# Yo Zuri Bonita ?



## Letts GO (Aug 15, 2012)

Anyone using the Yo Zuri Bonita's? Trolled one for the first time a couple weeks back with no luck


----------



## Gamefish27 (Nov 13, 2009)

Like $22 at half hitch tackle


----------



## wackydaddy (Jul 24, 2009)

Was $30 a few days ago at half hitch, I trolled one briefly on Wednesday with no luck, had a hit on a stretch before the yo-zuri. But after just talking to my buddy who trolls them, you should fast troll the Yo-Zuri, kinda hard to do that with a stretch. I was probably going too slow for it to be effective. Next time I'll pick up the speed.


----------



## Aquahollic (Sep 24, 2009)

I pull one almost every time out


----------



## billin (Oct 14, 2007)

*bonita*

yes igeneral will run one short in my spread off the corner when i am pulling plastics for Wahoo. they work very will had the best luck on purple and black.


----------



## sailor (Oct 29, 2007)

I always have one and it's usually in my spread if wahoo are around.


----------



## Letts GO (Aug 15, 2012)

Thanks for the responses , Was going to try it again this weekend but chased keeper jacks all day. Alot of 29inchers out there for sure.


----------



## D35 (Jun 29, 2011)

wackydaddy said:


> Was $30 a few days ago at half hitch, I trolled one briefly on Wednesday with no luck, had a hit on a stretch before the yo-zuri. But after just talking to my buddy who trolls them, you should fast troll the Yo-Zuri, kinda hard to do that with a stretch. I was probably going too slow for it to be effective. Next time I'll pick up the speed.

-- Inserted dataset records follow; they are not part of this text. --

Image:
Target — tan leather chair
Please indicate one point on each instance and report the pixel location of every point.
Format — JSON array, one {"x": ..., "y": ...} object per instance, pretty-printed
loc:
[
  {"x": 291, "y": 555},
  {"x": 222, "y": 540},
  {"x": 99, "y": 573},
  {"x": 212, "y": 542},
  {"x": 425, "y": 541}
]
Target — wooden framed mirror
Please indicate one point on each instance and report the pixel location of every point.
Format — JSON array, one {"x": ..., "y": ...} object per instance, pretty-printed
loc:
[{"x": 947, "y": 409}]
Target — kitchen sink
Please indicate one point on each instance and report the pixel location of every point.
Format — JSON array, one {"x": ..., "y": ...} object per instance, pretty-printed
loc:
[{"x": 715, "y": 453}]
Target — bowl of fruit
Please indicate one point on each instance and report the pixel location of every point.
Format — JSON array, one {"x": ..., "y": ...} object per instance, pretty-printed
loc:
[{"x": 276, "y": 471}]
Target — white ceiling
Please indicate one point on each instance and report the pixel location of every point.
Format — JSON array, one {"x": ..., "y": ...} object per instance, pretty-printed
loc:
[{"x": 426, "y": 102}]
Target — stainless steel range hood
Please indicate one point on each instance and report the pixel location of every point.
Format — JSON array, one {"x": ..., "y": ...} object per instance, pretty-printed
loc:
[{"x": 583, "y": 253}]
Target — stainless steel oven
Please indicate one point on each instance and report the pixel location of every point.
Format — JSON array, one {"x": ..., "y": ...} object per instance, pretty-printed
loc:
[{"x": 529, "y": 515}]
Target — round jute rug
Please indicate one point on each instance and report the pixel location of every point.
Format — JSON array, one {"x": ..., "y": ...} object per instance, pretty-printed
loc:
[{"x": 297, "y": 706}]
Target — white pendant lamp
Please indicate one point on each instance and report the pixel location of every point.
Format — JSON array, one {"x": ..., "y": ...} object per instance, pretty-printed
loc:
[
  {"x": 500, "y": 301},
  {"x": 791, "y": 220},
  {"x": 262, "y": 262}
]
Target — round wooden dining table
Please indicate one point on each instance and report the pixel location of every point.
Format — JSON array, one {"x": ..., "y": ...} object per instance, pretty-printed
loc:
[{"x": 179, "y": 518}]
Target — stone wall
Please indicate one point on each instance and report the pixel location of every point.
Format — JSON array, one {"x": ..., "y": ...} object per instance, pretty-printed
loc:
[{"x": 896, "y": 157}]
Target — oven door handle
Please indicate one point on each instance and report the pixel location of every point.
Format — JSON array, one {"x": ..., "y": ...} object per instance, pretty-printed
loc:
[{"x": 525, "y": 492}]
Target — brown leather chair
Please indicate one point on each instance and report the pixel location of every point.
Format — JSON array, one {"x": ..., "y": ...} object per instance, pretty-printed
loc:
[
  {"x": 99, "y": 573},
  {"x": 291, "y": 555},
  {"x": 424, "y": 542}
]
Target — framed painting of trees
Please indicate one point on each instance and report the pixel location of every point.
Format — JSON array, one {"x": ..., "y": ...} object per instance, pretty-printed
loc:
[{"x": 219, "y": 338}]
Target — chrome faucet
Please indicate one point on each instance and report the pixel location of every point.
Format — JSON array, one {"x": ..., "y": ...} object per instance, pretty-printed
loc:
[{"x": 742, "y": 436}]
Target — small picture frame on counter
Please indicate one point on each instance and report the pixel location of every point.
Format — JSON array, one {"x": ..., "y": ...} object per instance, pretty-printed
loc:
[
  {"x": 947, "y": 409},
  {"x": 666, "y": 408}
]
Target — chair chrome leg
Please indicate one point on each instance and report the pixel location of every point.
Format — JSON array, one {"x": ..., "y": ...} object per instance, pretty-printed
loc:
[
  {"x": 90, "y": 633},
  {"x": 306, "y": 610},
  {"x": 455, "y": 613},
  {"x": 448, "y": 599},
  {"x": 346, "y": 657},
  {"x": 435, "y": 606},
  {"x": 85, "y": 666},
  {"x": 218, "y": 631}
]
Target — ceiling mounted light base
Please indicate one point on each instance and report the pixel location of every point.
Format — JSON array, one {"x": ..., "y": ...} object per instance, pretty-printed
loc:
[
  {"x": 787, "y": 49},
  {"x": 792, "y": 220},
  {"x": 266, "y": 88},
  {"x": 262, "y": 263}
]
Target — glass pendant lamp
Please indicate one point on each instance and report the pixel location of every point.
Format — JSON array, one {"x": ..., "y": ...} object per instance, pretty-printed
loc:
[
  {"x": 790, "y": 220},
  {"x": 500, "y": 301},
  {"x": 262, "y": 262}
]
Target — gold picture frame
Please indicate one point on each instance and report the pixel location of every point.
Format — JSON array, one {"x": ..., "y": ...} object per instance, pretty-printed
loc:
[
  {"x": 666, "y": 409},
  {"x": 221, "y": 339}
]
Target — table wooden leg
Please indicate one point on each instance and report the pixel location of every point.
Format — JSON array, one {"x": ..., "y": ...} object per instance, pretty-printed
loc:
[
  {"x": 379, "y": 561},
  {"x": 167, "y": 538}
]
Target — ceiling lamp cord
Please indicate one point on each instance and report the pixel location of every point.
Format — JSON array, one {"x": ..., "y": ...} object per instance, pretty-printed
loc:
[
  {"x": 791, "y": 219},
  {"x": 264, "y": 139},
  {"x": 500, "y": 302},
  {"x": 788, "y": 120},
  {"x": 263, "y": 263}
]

What speed are you trolling the Yo-Zuri?


----------



## bigrick (Sep 29, 2010)

Don't put them out too far, keep them short. I like to run them in my wake. Don't want to go to fast either without a trolling lead or planner or they will just skip. 5-7mph


----------



## Letts GO (Aug 15, 2012)

Letts GO said:


> Thanks for the responses , Was going to try it again this weekend but chased keeper jacks all day. Alot of 29inchers out there for sure.[/QUOTE
> ]Apx 6 to 8 knots, tried trolling about 15knts on way back in the other day, Lure held water fine just didn't catch anything


----------



## D35 (Jun 29, 2011)

bigrick said:


> Don't put them out too far, keep them short. I like to run them in my wake. Don't want to go to fast either without a trolling lead or planner or they will just skip. 5-7mph


I've been pulling them between 7-9 mph w/o lead. I haven't had any luck with them, but I will keep trying.


----------



## tidefanjam (Oct 2, 2007)

pull it in your prop wash if you can,bout 6 knots.a flatline clip helps keep it down.or just a thick rubber band will work.


----------